One-Bit Distributed Mean Estimation with Unknown Variance
Ritesh Kumar, Shashank Vatedka
TL;DR
This work addresses distributed mean estimation with one-bit communication per user when the variance is unknown, focusing on scale-location families. It designs both non-adaptive and adaptive protocols and shows that a simple two-round adaptive scheme achieves an asymptotic MSE of $\frac{\sigma^2}{4 f_X^2(0)}$, and proves a matching lower bound for a broad class of symmetric log-concave base densities, establishing the optimality of the adaptive approach in many cases.

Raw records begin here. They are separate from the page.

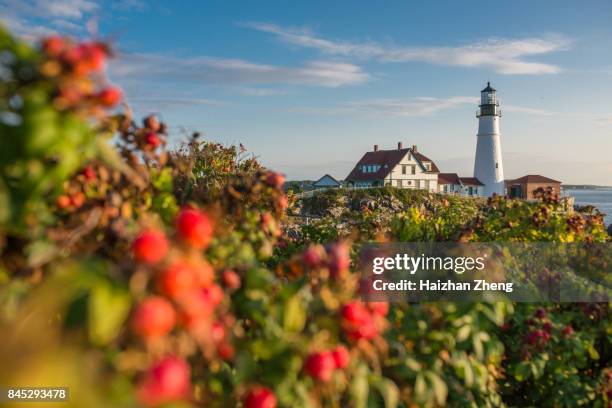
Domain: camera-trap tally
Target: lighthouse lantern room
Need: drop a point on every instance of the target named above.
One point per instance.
(488, 167)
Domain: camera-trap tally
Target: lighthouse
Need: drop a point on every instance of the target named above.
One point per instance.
(488, 166)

A general lower bound for non-adaptive protocols is derived, revealing a quantifiable gap (via a distribution-dependent constant $T(f_X)$) between adaptive and non-adaptive performance for several distributions, including generalized Gaussians with $\beta<1.85$. Simulations across multiple distributions corroborate the theoretical results, showing a positive advantage of adaptivity in realistic settings and highlighting the potential benefits for privacy-preserving and communication-constrained learning systems.
Abstract
In this work, we study the problem of distributed mean estimation with $1$-bit communication constraints when the variance is unknown. We focus on the specific case where each user has access to one i.i.d. sample drawn from a distribution that belongs to a scale-location family, and is limited to sending just a single bit of information to a central server whose goal is to estimate the mean. We propose simple non-adaptive and adaptive protocols that are shown to be asymptotically normal. We derive bounds on the asymptotic (in the number of users) Mean Squared Error (MSE) achieved by these protocols. For a class of symmetric log-concave distributions, we derive matching lower bounds for the MSE achieved by adaptive protocols, proving the optimality of our scheme. Furthermore, we develop a lower bound on the MSE for non-adaptive protocols that applies to any symmetric strictly log-concave distribution by means of a refined squared Hellinger distance analysis. Through this, we show that for many common distributions including a subclass of the generalized Gaussian family, the asymptotic minimax MSE achieved by the best non-adaptive protocol is higher than that achieved by our simple adaptive protocol. Our simulation results confirm a positive gap between the adaptive and non-adaptive settings, aligning with the theoretical bounds.